Our online realities become eerily identical in nature until we become clones of each other, slaves to the algorithm of the internet. The connection remains unresolved, unsatisfying. Philosopher Zizek, in his essay ‘Sex, Love, and Coronavirus’, quotes Arseny Tarkovsky: “A soul is sinful without a body,/like a body without clothes,” highlighting the significance of intimate bodily contact. The virus doesn’t allow us to be intimate with others, in effect, alienating us from our own bodies.
Does this way of thinking reduce intimacy merely to physical touch?
Intimacy is about connection and it can happen anywhere, whether on a text or in a cafe.
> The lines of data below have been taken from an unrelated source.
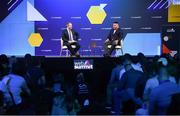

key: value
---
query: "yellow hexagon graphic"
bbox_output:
[87,4,107,24]
[28,33,43,47]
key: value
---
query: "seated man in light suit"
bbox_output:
[62,22,80,57]
[104,22,123,57]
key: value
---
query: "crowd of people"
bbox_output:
[107,53,180,115]
[0,53,180,115]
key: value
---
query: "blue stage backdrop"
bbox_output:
[35,0,168,56]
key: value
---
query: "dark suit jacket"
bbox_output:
[62,29,79,43]
[107,29,123,43]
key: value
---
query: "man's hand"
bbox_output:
[105,39,109,43]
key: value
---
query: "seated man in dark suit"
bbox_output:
[104,22,123,56]
[62,22,80,57]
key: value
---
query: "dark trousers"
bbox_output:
[104,40,119,55]
[64,42,80,55]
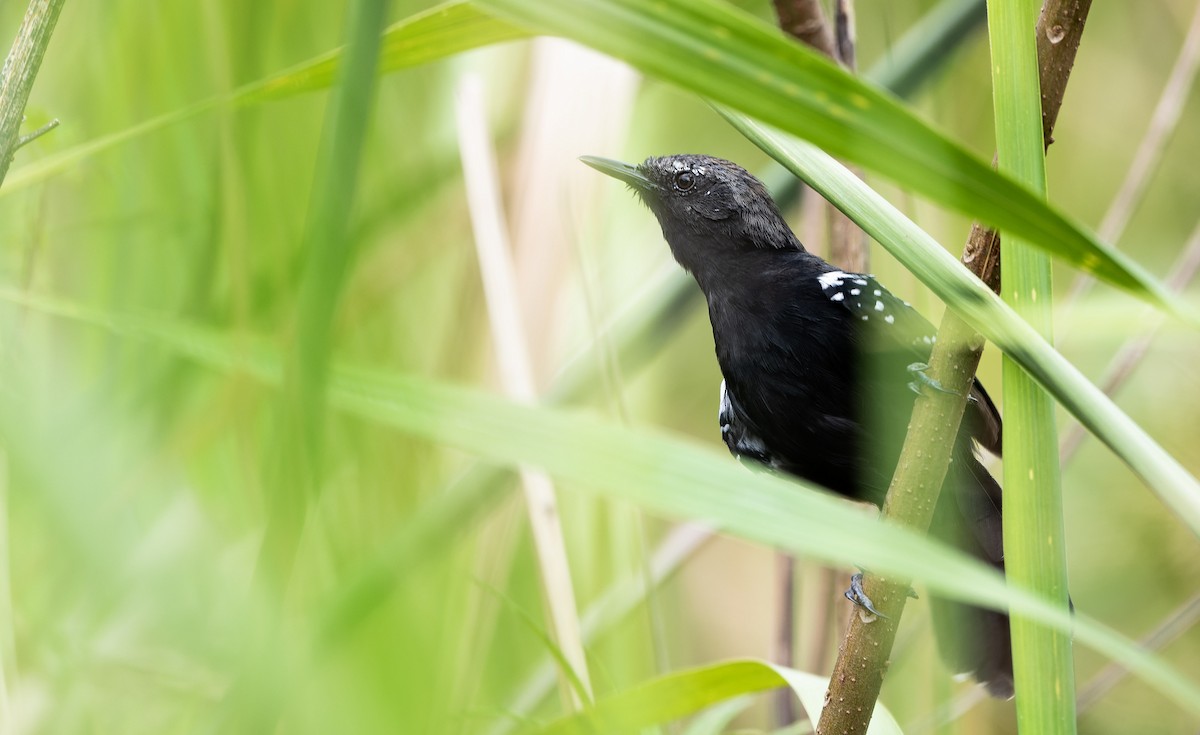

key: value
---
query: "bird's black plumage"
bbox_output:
[584,155,1013,697]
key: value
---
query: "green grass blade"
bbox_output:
[533,661,900,735]
[0,288,1200,715]
[988,0,1075,735]
[476,0,1185,314]
[0,0,530,197]
[234,0,530,104]
[722,112,1200,536]
[258,0,388,585]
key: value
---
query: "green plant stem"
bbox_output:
[988,0,1075,735]
[257,0,388,614]
[817,0,1091,735]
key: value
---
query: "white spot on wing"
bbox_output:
[817,270,850,291]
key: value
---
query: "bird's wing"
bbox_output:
[817,270,937,360]
[817,270,1002,456]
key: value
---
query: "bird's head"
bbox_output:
[581,155,803,276]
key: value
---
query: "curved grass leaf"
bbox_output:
[476,0,1200,323]
[988,0,1086,735]
[0,0,530,197]
[234,0,530,103]
[721,110,1200,536]
[0,289,1200,715]
[532,659,900,735]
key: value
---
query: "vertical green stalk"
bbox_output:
[257,0,388,588]
[988,0,1075,734]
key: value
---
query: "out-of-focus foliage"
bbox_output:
[0,0,1200,734]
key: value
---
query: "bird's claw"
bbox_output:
[845,572,888,620]
[908,363,959,395]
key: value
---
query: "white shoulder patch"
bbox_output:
[817,270,851,291]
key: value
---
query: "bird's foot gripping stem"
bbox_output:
[908,363,959,395]
[845,572,917,622]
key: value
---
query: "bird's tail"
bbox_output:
[930,454,1013,699]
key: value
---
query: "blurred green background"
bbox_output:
[0,0,1200,734]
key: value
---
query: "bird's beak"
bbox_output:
[580,156,654,191]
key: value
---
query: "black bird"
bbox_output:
[582,155,1013,698]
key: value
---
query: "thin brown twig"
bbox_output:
[817,0,1091,735]
[833,0,858,71]
[1075,592,1200,715]
[775,0,834,59]
[0,0,66,181]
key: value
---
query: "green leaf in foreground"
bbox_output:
[722,110,1200,545]
[476,0,1185,314]
[533,661,900,735]
[0,288,1200,715]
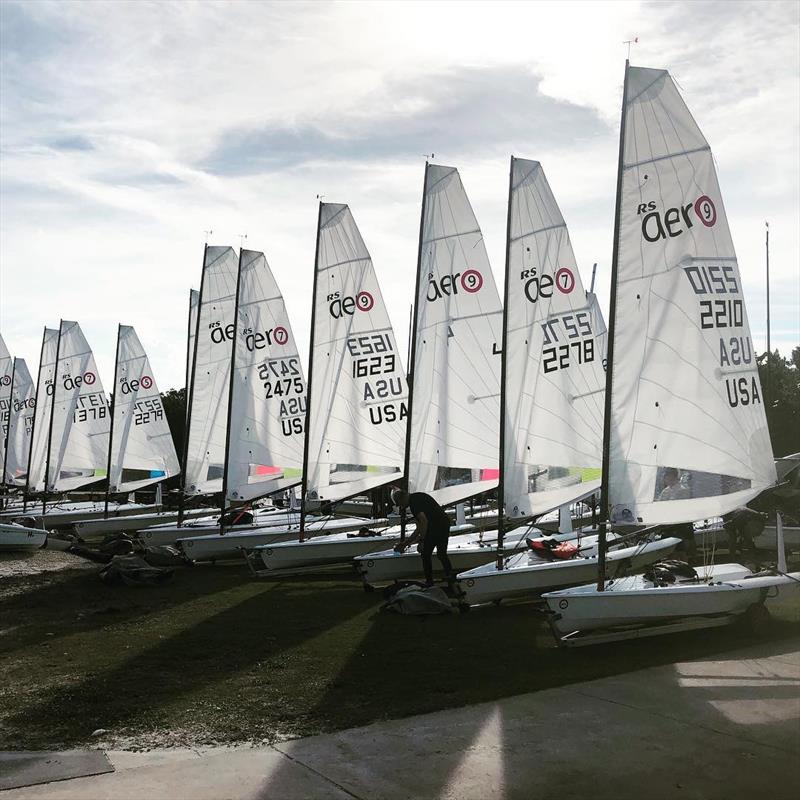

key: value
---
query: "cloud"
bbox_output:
[0,2,800,388]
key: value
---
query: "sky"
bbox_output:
[0,0,800,390]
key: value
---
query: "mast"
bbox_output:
[219,247,244,533]
[764,222,772,408]
[597,58,630,592]
[42,319,64,526]
[0,358,17,494]
[497,156,514,569]
[183,286,196,428]
[300,200,322,542]
[103,323,122,519]
[178,247,208,527]
[22,325,47,510]
[400,159,429,542]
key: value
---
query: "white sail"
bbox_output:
[226,250,306,501]
[408,164,502,504]
[27,328,58,493]
[3,358,36,486]
[501,158,606,518]
[184,246,239,494]
[47,320,111,492]
[306,203,408,501]
[609,67,775,523]
[108,325,180,492]
[0,335,13,476]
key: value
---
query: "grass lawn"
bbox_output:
[0,554,800,749]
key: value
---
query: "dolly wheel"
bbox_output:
[743,603,771,636]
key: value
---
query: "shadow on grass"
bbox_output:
[0,564,256,655]
[0,569,382,748]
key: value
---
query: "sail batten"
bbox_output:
[609,62,775,524]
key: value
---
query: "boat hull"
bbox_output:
[544,564,800,635]
[354,531,526,585]
[177,517,386,561]
[0,524,47,553]
[458,537,681,605]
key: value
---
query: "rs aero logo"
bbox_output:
[64,372,97,391]
[119,375,153,394]
[325,292,375,319]
[519,267,575,303]
[636,194,717,242]
[426,269,483,303]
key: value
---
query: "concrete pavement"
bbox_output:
[0,638,800,800]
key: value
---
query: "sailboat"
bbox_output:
[0,358,36,489]
[458,157,679,604]
[250,203,408,570]
[544,62,800,641]
[0,344,47,553]
[4,320,152,527]
[75,325,195,538]
[355,164,519,585]
[169,250,361,560]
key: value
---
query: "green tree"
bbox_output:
[758,346,800,458]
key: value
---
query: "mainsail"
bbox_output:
[26,328,58,493]
[3,358,36,486]
[47,320,110,492]
[109,325,180,492]
[306,203,408,501]
[226,250,306,502]
[184,246,239,494]
[501,158,606,519]
[408,164,502,504]
[608,67,775,524]
[0,335,14,476]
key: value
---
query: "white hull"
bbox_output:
[0,524,47,553]
[74,508,214,538]
[353,531,527,584]
[458,537,681,605]
[544,564,800,635]
[177,517,386,561]
[2,501,158,528]
[137,508,328,545]
[255,524,490,570]
[753,525,800,550]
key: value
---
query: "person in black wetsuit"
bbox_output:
[392,489,453,586]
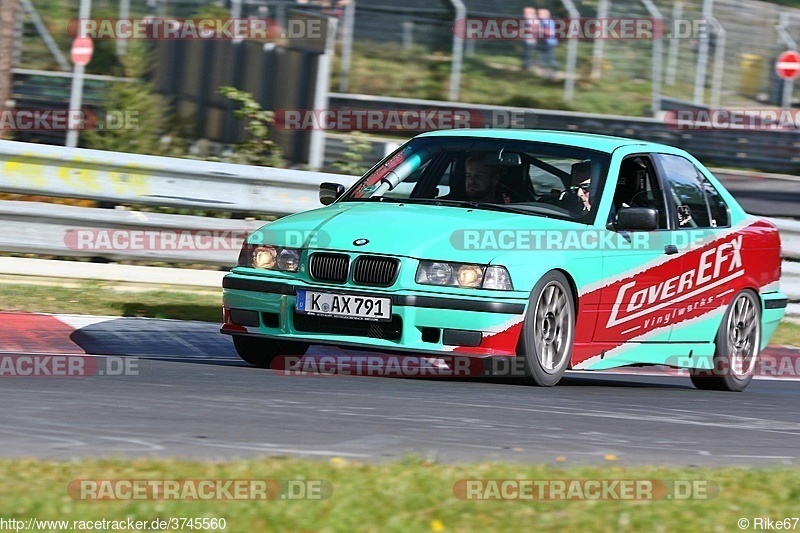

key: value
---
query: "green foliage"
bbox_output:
[219,87,284,167]
[333,132,372,176]
[82,41,180,155]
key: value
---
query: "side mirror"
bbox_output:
[319,182,344,205]
[616,207,658,231]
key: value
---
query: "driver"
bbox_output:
[559,161,592,212]
[464,154,500,203]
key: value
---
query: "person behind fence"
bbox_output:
[522,6,539,70]
[536,9,558,70]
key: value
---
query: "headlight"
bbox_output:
[416,261,514,291]
[238,243,300,272]
[483,266,514,291]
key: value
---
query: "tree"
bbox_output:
[83,41,176,155]
[219,87,284,167]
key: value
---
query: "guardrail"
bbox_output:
[0,141,800,301]
[0,141,357,215]
[329,93,800,174]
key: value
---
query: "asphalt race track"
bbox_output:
[714,171,800,218]
[0,315,800,465]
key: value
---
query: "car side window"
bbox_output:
[656,154,730,228]
[698,173,731,228]
[609,155,668,229]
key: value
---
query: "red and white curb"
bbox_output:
[0,312,800,381]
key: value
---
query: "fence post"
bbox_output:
[561,0,581,102]
[665,1,683,85]
[592,0,611,80]
[693,0,714,105]
[709,17,725,108]
[339,0,356,93]
[642,0,664,116]
[448,0,467,102]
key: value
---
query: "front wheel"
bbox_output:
[691,290,761,392]
[520,271,575,387]
[233,335,308,368]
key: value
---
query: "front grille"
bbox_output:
[294,313,403,341]
[308,253,350,283]
[353,255,400,287]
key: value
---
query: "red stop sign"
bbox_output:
[775,50,800,80]
[71,37,94,67]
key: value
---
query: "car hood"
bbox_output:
[248,202,586,264]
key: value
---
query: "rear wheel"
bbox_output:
[233,335,308,368]
[691,290,761,392]
[520,271,575,387]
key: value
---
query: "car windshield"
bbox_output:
[340,137,609,224]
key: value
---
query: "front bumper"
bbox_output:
[221,274,527,356]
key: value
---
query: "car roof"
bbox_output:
[420,128,682,153]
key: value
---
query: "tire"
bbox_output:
[691,290,761,392]
[233,335,308,368]
[519,270,575,387]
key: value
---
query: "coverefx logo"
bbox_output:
[606,235,744,328]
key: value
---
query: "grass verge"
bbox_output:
[0,458,800,533]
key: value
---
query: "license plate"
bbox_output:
[297,290,392,321]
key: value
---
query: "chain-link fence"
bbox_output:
[15,0,800,114]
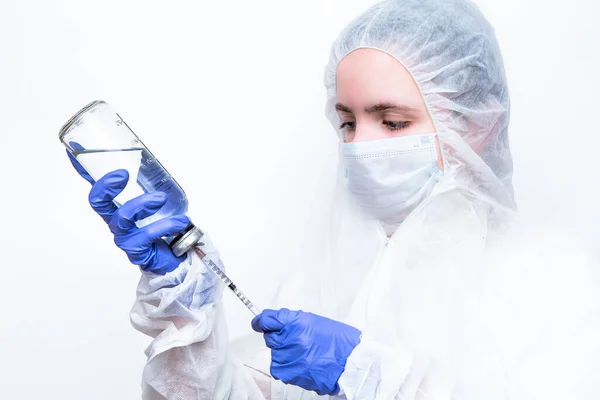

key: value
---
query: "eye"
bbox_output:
[340,121,356,131]
[383,121,410,131]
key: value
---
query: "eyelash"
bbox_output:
[340,121,410,131]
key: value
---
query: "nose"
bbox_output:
[346,123,389,142]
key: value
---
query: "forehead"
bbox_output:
[336,48,425,108]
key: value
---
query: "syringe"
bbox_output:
[194,246,261,315]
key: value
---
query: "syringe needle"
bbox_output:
[194,247,261,315]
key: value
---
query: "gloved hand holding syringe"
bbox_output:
[59,101,260,315]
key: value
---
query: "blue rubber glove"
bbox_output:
[67,152,190,274]
[252,308,361,396]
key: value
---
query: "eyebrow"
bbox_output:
[335,102,417,114]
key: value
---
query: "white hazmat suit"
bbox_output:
[131,0,600,400]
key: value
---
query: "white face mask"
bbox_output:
[342,133,442,234]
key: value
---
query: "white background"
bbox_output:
[0,0,600,400]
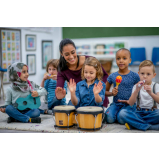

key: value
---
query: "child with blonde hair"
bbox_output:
[120,60,159,131]
[104,48,140,124]
[40,59,67,114]
[0,62,47,123]
[68,57,106,108]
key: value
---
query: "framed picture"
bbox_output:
[26,34,36,51]
[42,41,53,69]
[0,27,22,84]
[27,54,36,75]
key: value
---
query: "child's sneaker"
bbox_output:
[125,123,132,130]
[29,117,41,123]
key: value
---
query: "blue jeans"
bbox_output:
[6,105,40,123]
[104,103,136,124]
[120,105,159,131]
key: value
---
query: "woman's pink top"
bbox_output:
[56,56,109,107]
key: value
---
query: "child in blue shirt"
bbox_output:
[40,59,67,114]
[104,48,140,124]
[0,62,47,123]
[68,57,106,108]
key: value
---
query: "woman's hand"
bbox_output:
[67,79,76,93]
[55,87,66,99]
[93,81,103,95]
[31,91,38,97]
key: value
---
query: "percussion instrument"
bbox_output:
[76,106,103,130]
[53,105,75,128]
[13,94,41,110]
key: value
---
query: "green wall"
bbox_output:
[62,27,159,39]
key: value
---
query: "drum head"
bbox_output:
[77,106,103,114]
[53,105,75,112]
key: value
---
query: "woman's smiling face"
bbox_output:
[61,44,77,64]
In Poetry in Painting, Helene Cixous wrote about dealing with something real even without any bodily contact: “there are many ways of touching without touching, without touching be touched, to be in the continuity of the real.” Should we stop viewing online interactions with suspicion? Do the way we connect has really changed? Is it time to stop discarding digital intimacy as a lesser version of the physical one and accept that real friendships can be forged in a world where texts and video chats are our only ways of contact at the moment?
Shanna is currently pursuing her Masters in English Literature from Jawaharlal Nehru University, New Delhi.